The two groups of patients with cholecystolithiasis included 50 patients who underwent laparoscopic cholecystectomy (Group 1) and 89 patients who underwent open cholecystectomy (Group 2).
| Laparoscopic cholecystectomy is safe and effective in elderly patients.
| Surgical Laparoscopy Endoscopy & Percutaneous Techniques |
Group 1 consisted of 30 women and 20 men, with a mean age of 82 years. Group 2 consisted of 51 women and 38 men, with a mean age of 82 years.
The length of the surgery (103 vs 150 minutes), postoperative length of stay (7.7 vs 12.7 days), and inpatient rehabilitation (15 vs 42 patients) were found to be significantly shorter in Group 1 than in Group 2.
The postoperative morbidity rate was not different between the groups.
There was no mortality in Group 1, but 4 patients died in Group 2.
The conversion rate was found to be 32% (n = 16) in Group 1.

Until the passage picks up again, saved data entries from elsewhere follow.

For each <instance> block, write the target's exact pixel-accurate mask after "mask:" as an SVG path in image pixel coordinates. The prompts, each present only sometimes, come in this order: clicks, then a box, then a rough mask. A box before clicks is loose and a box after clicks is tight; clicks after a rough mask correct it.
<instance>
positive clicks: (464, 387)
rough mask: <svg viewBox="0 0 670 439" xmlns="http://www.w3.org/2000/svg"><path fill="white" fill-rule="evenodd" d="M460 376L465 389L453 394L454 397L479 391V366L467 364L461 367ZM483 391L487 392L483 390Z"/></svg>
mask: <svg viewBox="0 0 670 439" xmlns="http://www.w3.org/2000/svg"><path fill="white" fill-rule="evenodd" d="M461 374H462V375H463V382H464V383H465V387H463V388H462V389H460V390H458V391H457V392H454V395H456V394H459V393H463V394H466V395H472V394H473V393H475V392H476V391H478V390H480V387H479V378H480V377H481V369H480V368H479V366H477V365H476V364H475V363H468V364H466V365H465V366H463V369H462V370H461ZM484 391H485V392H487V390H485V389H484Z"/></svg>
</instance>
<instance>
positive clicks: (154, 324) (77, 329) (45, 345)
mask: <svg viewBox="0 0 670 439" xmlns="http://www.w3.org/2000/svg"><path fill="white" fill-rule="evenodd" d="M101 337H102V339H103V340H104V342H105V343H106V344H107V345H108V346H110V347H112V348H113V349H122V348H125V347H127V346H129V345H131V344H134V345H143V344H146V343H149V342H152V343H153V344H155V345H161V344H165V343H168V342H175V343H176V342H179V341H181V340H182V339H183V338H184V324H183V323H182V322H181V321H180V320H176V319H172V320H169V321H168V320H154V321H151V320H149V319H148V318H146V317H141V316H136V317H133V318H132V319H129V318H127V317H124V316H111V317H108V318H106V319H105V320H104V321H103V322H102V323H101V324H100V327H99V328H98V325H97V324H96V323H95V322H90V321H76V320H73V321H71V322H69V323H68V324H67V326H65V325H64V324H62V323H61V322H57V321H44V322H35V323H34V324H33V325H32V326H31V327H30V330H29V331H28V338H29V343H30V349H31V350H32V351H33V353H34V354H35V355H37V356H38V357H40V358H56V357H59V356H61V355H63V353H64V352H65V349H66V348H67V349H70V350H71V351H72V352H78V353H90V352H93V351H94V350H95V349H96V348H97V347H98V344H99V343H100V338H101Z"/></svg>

Dr Patrick Pessaux, of Centre Hospitalier Universitaire d'Angers, said on behalf of the group, "Laparoscopic cholecystectomy in elderly patients with acute cholecystitis is safe and effective.
"Laparoscopic cholecystectomy in elderly patients restores them to the best possible quality of life with the lowest cost to them physiologically," he concluded.